You may be thinking, “oh, goodness… not another what it’s like to be a woman in tech piece.” Maybe you’re tired of hearing about women in tech from women in tech or you, like me, believe there are plenty of other topics that could benefit from the expertise of women in tech, like what we spend our days doing, how we specifically contribute to the growth of our companies and our industry, etc. I mean… of course more women should be included in panels, interviews, and publications where we focus on a topic other than simply having a job and an identity that is not most dominantly represented in our industry.
And yet… there are challenges with being a woman in a male-dominated industry that still require some attention. Networking, for one. Bonding and informal networking that leads to opportunity still happens over pints after work, and while that’s not an uncomfortable situation for me within my own network, it’s not comfortable for everyone. There are still men who won’t take a lunch with a woman for fear of accusations, but those lunches are also where business is done and opportunities are created. And on the flip side, the reason those beers after work might be uncomfortable and there are accusations that come out of lunch is because it still happens that people cross the line in these settings (and more).
To be clear, harassment can happen at any stage in a relationship. It’s not just scary strangers, and it’s not just the first lunch meeting. What I’m talking about here, though, is challenges that arise within traditional networking constructs in particular. Drinks and lunches are just some of the ways we build and deepen our networks in person, and in many ways, networking is still a man’s world. Network structures that advance careers, in terms of both promotions and compensation, favour weak ties and broad network ranges, which are characteristics more common in men’s network’s than in women’s.
Although it’s not the stated purpose, as the largest professional networking platform out there, LinkedIn enables exactly the sorts of networks that rely on casual connections across a broad range of people. The tool itself is set up to show you two options for handing an invitation by default: accept or ignore. There is a way to first find out more about your potential connection by first engaging in discussion, but the option is buried in the “manage invitations” interface (it’s not even accessible from the potential connection’s profile unless you have InMail), which encourages people to hit accept if they’d rather find out whether the connection is worthwhile than ignore the invitation entirely.

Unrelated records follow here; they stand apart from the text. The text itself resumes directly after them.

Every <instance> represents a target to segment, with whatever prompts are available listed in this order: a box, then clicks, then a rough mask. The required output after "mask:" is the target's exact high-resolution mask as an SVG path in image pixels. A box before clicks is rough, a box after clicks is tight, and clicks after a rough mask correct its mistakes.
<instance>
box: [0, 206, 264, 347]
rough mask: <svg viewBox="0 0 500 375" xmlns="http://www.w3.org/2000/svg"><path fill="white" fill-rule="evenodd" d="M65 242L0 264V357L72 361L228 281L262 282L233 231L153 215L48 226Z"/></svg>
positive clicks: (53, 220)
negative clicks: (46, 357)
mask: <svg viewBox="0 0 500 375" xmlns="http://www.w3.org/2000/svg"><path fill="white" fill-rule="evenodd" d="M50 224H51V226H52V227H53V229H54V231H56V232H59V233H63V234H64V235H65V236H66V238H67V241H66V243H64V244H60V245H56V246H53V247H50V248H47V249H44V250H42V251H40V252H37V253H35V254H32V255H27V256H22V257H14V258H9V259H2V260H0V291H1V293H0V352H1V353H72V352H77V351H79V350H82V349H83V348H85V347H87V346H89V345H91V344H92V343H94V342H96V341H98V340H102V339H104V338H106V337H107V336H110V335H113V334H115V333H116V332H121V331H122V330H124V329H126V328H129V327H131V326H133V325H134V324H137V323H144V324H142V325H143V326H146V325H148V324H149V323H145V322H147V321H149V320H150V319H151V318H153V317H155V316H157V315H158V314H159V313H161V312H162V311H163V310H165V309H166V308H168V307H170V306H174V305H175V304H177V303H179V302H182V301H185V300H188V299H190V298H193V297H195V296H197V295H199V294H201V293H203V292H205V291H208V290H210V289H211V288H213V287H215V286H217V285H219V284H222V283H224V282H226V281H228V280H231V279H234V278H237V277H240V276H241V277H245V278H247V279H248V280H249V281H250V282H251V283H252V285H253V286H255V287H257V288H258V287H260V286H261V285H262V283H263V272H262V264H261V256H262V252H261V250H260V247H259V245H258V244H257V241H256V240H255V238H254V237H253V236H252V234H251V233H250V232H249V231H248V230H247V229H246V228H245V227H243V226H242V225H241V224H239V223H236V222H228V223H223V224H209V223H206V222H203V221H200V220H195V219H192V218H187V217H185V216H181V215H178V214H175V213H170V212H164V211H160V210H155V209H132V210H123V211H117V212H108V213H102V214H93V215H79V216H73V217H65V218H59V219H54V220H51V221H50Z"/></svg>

There are speakers and experts who advise accepting all invitations for a variety of good reasons, with only a couple of caveats (i.e., say no to people you don’t like and competitors). The LinkedIn Open Networker (LION) approach is about accepting most new invitations as an opportunity to broaden a network as much as possible. This is the kind of loose and broad connection I referred to previously, and can be particularly beneficial within certain professions that rely on this sort of network very heavily (recruiters come to mind).
There are differing camps about who we should and shouldn’t connect with. Some are a bit exclusive (think: what can they do for me), some are selective (think: how can we help each other), and some are anything-goes (think: the more the merrier). In my own experience, I have found tremendous value in my approach to more purposeful networking, but my own definition of success is not traditional, and I’ve definitely struggled in more traditional environments. In the second post in this series, I write about my own experience with LinkedIn and how I use it to network in a way that’s authentic to me (and what I learned when I strayed from that approach).
In the meantime… how do you work your networking magic? Do you avoid one on one meetings with the opposite gender? Do you accept every invite?